UTS water filtration system wins Technology Against Poverty prize
A water filtration system developed by a team led by Professor Saravanamuth Vigneswaran and Dr Tien Vinh Nguyen of the School of Civil and Environmental Engineering at the University of Technology Sydney (UTS) has won the Technology Against Poverty $500,000 prize.
Technology Against Poverty is a partnership between the Australian Government’s innovationXchange and Google.org. It awards a $500,000 prize to support the winner with their work in improving the lives of people in the Indo-Pacific region through the innovative use of technology.
The prize-winning, low-cost water filtration system removes pollutants from groundwater in the Red River Delta of Vietnam to deliver safe and clean drinking water. This area is densely populated and has high levels of arsenic in the groundwater, which has led to serious public health issues.
Arsenic poisoning is a slow process and people are often unaware they are being poisoned as they suffer health problems including cancers, gastrointestinal disorders, muscular weakness, nerve tissue injuries, blackfoot disease and intellectual impairment.
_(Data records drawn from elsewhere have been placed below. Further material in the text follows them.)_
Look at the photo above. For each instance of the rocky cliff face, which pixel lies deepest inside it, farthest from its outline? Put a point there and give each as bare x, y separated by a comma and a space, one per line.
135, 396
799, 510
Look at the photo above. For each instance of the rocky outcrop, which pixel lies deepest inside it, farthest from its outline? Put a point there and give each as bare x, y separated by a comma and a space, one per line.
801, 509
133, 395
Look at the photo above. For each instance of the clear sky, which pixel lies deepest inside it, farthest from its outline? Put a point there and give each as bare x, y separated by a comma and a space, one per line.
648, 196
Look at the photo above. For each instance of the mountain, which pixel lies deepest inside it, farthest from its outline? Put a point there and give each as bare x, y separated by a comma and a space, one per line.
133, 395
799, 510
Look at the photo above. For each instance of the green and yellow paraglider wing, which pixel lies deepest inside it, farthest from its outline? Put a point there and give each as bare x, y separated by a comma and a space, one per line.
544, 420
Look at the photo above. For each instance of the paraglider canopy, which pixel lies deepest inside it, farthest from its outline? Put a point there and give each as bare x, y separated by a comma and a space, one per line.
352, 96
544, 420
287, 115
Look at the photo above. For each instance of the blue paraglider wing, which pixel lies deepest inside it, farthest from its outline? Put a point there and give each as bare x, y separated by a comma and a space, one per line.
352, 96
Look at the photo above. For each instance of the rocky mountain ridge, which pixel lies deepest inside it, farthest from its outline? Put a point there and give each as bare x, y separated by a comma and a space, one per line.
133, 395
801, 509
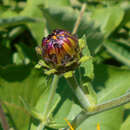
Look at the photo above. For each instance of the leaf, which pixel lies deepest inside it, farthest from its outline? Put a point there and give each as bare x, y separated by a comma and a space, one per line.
32, 10
57, 3
5, 56
24, 81
126, 7
119, 51
65, 18
126, 124
108, 18
6, 22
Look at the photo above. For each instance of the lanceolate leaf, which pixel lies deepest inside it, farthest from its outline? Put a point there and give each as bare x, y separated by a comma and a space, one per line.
108, 18
16, 82
65, 18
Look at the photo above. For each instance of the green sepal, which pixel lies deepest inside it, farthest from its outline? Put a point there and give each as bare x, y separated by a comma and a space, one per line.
84, 59
38, 50
31, 111
90, 93
82, 42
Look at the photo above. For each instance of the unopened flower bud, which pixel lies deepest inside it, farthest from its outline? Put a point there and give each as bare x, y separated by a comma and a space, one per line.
60, 50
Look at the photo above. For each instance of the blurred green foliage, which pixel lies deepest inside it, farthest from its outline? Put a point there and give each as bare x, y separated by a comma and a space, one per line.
23, 24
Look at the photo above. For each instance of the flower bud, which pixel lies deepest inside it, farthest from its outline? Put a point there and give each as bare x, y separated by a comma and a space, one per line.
60, 49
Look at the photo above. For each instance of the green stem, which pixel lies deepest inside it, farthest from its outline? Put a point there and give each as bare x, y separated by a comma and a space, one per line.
116, 102
79, 19
49, 102
84, 101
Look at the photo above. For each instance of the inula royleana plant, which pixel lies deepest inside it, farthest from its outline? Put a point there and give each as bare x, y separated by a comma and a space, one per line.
60, 51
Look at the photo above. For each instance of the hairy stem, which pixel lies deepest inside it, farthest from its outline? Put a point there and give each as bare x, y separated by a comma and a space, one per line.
3, 119
49, 102
81, 96
114, 103
77, 23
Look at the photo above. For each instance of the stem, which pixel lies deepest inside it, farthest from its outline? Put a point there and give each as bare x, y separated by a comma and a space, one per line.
84, 102
77, 23
3, 119
49, 102
116, 102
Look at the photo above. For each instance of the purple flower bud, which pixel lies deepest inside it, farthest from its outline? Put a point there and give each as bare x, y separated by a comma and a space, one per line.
60, 48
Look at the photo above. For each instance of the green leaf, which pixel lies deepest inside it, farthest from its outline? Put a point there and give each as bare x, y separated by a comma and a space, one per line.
25, 54
61, 104
6, 22
126, 124
108, 18
88, 64
32, 9
5, 56
119, 51
112, 82
24, 81
57, 3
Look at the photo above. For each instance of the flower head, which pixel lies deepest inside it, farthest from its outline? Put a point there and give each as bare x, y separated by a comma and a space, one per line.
60, 49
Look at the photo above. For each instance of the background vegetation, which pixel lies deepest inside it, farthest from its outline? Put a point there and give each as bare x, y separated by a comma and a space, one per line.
23, 24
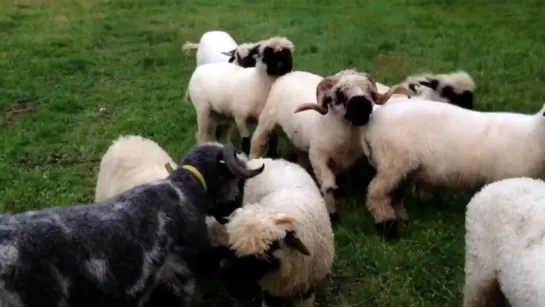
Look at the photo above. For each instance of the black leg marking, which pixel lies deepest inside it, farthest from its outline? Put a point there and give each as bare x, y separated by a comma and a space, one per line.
246, 145
273, 146
388, 229
273, 301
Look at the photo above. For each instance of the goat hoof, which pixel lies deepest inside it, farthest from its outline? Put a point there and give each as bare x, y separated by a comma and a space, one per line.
335, 218
389, 229
246, 145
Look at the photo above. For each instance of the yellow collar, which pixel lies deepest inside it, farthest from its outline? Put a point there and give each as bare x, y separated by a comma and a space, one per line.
192, 169
197, 174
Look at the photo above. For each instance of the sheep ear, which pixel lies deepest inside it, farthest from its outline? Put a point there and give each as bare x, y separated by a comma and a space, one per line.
323, 87
169, 168
293, 241
284, 219
229, 53
397, 89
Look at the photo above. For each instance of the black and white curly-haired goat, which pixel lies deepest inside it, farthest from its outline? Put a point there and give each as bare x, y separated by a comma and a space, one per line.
120, 251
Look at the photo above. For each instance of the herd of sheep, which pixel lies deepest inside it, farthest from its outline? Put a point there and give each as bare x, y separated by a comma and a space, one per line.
157, 225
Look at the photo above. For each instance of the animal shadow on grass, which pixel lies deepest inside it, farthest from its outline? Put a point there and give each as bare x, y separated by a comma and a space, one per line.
23, 106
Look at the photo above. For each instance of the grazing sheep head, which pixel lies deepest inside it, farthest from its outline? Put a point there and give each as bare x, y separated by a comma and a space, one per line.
222, 171
275, 55
259, 240
350, 94
456, 88
243, 55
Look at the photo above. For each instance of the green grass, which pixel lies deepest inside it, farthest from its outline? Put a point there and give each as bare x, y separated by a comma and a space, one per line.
83, 72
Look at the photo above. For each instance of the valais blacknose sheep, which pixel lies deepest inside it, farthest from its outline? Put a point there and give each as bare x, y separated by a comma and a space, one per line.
456, 88
435, 144
119, 251
282, 236
130, 160
505, 245
330, 136
219, 46
223, 92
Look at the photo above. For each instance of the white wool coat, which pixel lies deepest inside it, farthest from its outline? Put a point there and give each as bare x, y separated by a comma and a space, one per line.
130, 161
505, 242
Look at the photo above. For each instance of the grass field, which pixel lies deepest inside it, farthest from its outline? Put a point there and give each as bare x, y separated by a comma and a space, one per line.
76, 74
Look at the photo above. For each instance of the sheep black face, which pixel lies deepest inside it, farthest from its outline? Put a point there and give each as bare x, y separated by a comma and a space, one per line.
221, 170
244, 55
276, 55
455, 88
349, 96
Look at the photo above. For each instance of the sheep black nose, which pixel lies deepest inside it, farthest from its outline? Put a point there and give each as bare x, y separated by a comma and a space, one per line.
358, 110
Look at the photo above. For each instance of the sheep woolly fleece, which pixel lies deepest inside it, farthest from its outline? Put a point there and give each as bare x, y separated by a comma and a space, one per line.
441, 145
282, 198
225, 92
130, 160
505, 244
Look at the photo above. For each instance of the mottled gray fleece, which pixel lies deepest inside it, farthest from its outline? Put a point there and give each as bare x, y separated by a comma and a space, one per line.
115, 253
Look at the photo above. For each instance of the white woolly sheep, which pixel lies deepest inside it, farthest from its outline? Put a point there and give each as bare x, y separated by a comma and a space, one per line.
436, 144
456, 88
504, 245
119, 252
282, 236
130, 160
219, 46
222, 92
329, 139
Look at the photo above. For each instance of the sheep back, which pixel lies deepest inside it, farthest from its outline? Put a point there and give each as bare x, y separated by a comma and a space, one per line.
505, 239
130, 160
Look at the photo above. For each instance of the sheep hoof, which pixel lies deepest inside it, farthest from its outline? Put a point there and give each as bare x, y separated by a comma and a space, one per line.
335, 218
389, 229
246, 145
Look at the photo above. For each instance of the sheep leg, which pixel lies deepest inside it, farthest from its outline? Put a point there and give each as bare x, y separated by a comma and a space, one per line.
326, 179
379, 203
242, 126
481, 288
483, 293
205, 126
261, 138
223, 133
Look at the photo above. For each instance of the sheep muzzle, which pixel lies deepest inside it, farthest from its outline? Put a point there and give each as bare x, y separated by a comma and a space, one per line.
237, 167
358, 110
311, 106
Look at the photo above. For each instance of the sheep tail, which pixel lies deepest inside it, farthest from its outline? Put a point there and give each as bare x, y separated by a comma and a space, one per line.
188, 46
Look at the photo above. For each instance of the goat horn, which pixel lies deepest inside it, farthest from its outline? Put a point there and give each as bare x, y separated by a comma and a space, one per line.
237, 167
311, 106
The systems currently in place to prevent this are not cost-effective and do not efficiently remove the arsenic.
The UTS team is working with local Vietnamese partners on a local solution for the area, which is home to approximately 20million people. Partners include the Vietnam National University (VNU), Vietnam Academy of Science and Technology (VAST) and local manufacturers.
They are deploying inexpensive technology to provide a model for clean water, which can be adopted worldwide to improve water quality for over 130million people in over 70 countries that are experiencing toxicity from naturally-occurring arsenic.
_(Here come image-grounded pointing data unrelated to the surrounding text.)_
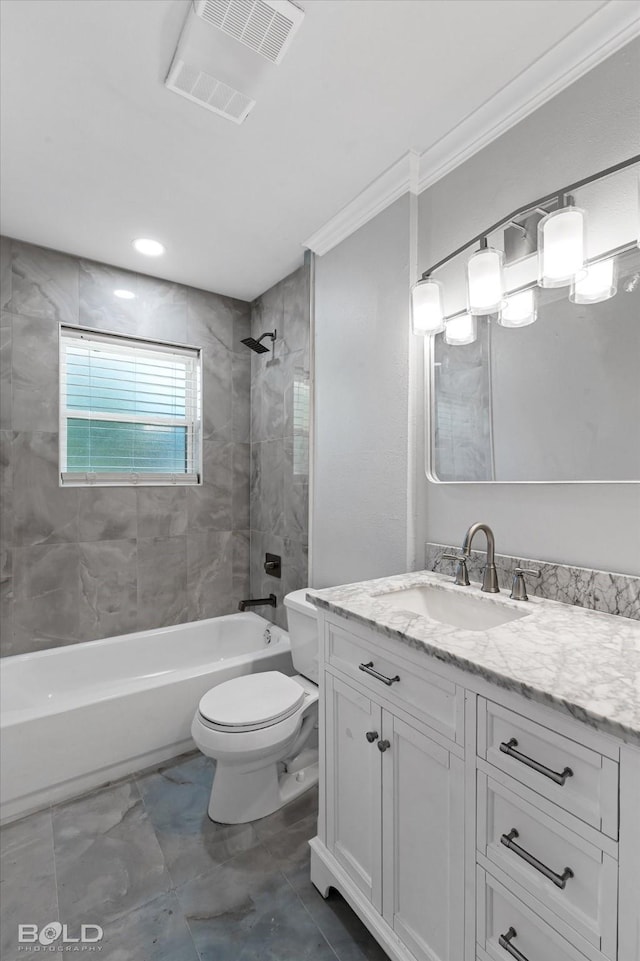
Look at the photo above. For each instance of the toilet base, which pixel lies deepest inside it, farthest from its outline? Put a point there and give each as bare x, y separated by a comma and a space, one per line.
237, 798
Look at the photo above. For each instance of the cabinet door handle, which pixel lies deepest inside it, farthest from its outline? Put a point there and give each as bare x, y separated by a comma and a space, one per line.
505, 942
560, 880
508, 747
368, 669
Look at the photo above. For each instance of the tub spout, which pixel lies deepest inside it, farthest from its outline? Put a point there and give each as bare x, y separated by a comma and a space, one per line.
270, 601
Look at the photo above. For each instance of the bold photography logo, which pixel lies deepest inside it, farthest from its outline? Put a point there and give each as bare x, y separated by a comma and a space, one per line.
58, 937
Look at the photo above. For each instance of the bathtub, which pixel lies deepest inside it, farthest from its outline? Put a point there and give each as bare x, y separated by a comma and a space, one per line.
74, 718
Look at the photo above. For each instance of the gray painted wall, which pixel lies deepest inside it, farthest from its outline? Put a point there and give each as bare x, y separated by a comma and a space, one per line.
280, 396
79, 564
359, 514
589, 126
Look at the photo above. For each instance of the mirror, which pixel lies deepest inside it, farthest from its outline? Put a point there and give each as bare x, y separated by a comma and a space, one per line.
557, 400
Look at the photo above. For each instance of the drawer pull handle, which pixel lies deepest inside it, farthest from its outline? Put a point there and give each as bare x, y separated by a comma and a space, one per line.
368, 669
508, 747
560, 880
505, 942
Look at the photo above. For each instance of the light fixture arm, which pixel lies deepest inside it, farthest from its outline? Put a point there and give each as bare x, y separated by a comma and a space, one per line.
564, 198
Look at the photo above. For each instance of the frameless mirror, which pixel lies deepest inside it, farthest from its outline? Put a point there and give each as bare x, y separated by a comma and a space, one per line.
555, 400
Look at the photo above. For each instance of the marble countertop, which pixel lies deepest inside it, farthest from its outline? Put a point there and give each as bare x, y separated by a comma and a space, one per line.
584, 663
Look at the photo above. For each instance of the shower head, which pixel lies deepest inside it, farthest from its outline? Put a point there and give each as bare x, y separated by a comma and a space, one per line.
257, 345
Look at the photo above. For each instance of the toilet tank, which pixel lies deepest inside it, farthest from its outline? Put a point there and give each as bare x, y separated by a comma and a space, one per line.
302, 623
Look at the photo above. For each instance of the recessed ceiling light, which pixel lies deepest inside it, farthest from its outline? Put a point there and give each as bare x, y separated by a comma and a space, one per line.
150, 248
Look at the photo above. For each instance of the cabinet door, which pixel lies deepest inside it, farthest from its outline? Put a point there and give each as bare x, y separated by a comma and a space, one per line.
423, 853
354, 790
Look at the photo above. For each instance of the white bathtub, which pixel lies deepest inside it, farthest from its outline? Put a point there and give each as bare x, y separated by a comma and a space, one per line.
73, 718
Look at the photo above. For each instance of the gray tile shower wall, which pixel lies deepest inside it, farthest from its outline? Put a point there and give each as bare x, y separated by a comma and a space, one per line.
280, 412
580, 586
80, 564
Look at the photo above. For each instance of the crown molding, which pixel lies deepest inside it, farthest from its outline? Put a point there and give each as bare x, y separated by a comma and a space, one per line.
605, 32
400, 177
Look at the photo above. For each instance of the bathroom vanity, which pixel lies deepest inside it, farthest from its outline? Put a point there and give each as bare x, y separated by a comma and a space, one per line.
480, 788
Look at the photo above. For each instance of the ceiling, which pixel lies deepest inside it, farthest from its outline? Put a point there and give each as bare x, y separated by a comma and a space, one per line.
96, 151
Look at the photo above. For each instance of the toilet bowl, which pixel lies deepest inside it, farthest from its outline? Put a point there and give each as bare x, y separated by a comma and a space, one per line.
256, 728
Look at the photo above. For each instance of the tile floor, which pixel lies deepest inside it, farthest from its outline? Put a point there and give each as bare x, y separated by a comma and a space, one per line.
141, 858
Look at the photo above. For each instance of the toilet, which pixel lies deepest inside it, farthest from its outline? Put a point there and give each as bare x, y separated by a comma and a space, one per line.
256, 727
“There are three key components to this system: an organic membrane, a tank/drum in which the membrane is inserted, and an absorptive cartridge made from locally-available industrial waste products,” says Saravanamuth.
Local manufacturers can produce, install and maintain the membranes and cartridges, creating local jobs in an area of high population growth.
“The filtration can be powered by gravity, water pump solar or by hand. Membranes will last up to three years, while the cartridges absorb the arsenic and are periodically removed (3 – 6 months) and replaced with new ones. The waste cartridges will be turned into safe building materials, so the system safely disposes of arsenic waste,” says Saravanamuth.
The system will remove bacteria and solids from the contaminated groundwater, delivering water that is clean and safe to drink. It will also be scalable, for example a 10 cubic metre system will provide uncontaminated water for 100 people.
“This sustainable system will both maximize locally sourced resources and minimize arsenic waste and environmental pollution, improving health and quality of life,” says Saravanamuth.